In a scene of refreshing honesty, Julie confesses to her teenage daughter, Kolt (India Ennenga of HBO’s “Treme”), that the person you choose to spend the rest of your life with isn’t necessarily fated. “When you’re ready, you pick one,” she replies. This serves as crushing news for Kolt, who is fervently infatuated with David (Rhys Wakefield), a hopelessly unattainable man in his early 20s. When her dreams prove to be far outside her reach, she entertains the feelings of a smitten peer, Avi (Sam Lerner), whose thick glasses and painfully sensitive demeanor make him a less desirable but safely available candidate for her affections. Does Julie’s patient represent some sort of forgotten ideal that had faded from her memory once she settled for marrying Peter? It’s a credit to the script co-authored by Russo-Young and “Girls” creator Lena Dunham that none of these character motivations are gratuitously underlined or pushed into the realm of heavy-handed melodrama.
Unfortunately, the film does suffer from underdeveloped characterizations that end up feeling two-dimensional, which is a flaw that I’ve never witnessed in either of the screenwriters’ previous work. The most problematic material involves the character of Kolt, particularly in the final act when Russo-Young attempts to draw contrived parallels between her and Martine. Kolt’s relationship with a predatory tutor (Emanuele Secci) feels especially artificial, and builds to a dramatic climax that rings entirely false. The poem that Kolt reads to deter the advances of yet another lustful man-child is more pretentious than provocative, though her teacher weirdly compares the girl’s work to that of Sylvia Plath. That being said, Ennenga’s performance is so exceptionally convincing that it nearly salvages the flawed material.
India Ennenga stars in Ry Russo-Young’s Nobody Walks.

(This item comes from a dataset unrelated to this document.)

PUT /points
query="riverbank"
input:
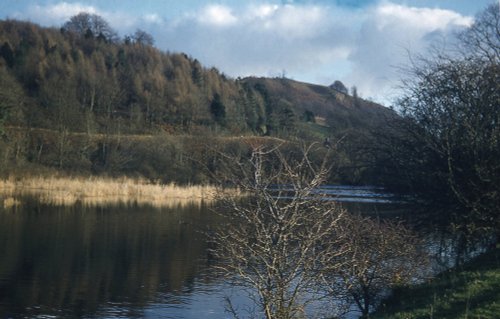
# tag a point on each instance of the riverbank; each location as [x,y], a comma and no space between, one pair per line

Photo credit: Nicholas Trikonis/Magnolia Pictures
What’s conspicuously lacking from much of this film is the trademark wit that audiences have come to expect from Dunham, whose first season of the brilliant HBO series “Girls” (coupled with her superb 2010 breakout feature, “Tiny Furniture”) provided viewers with one of the funniest and most insightful portraits of twentysomething life in recent memory. Russo-Young also explored the psyche of an uncommonly complex female protagonist (played by Stella Schnabel, daughter of Julian) in her previous feature, 2009’s mesmerizing “You Won’t Miss Me.” It’s clear that these enormously talented collaborators set out to create a drama populated by characters who didn’t fit the studio-approved definition of “likable,” while centering on a young woman who isn’t above mixing work with sex, but still considers her relationship strictly professional.
At a BAMcinemaFest Q&A, Dunham said that audiences may have reacted to Martine’s character differently if she had been played by a man. Perhaps that’s true in some cases, but as for myself, I found Martine no more (or less) reprehensible than the men who constantly surrounded her like a pack of starving wolves. She’s not a “bad person,” just a confused young woman who makes infuriatingly bad decisions. Like all of the characters in “Nobody Walks,” she resonates as more of a symbolic archetype in one of Kolt’s poems than a fully realized human being. As well-made as the film is, it leaves the audience in a state of frustrated indifference.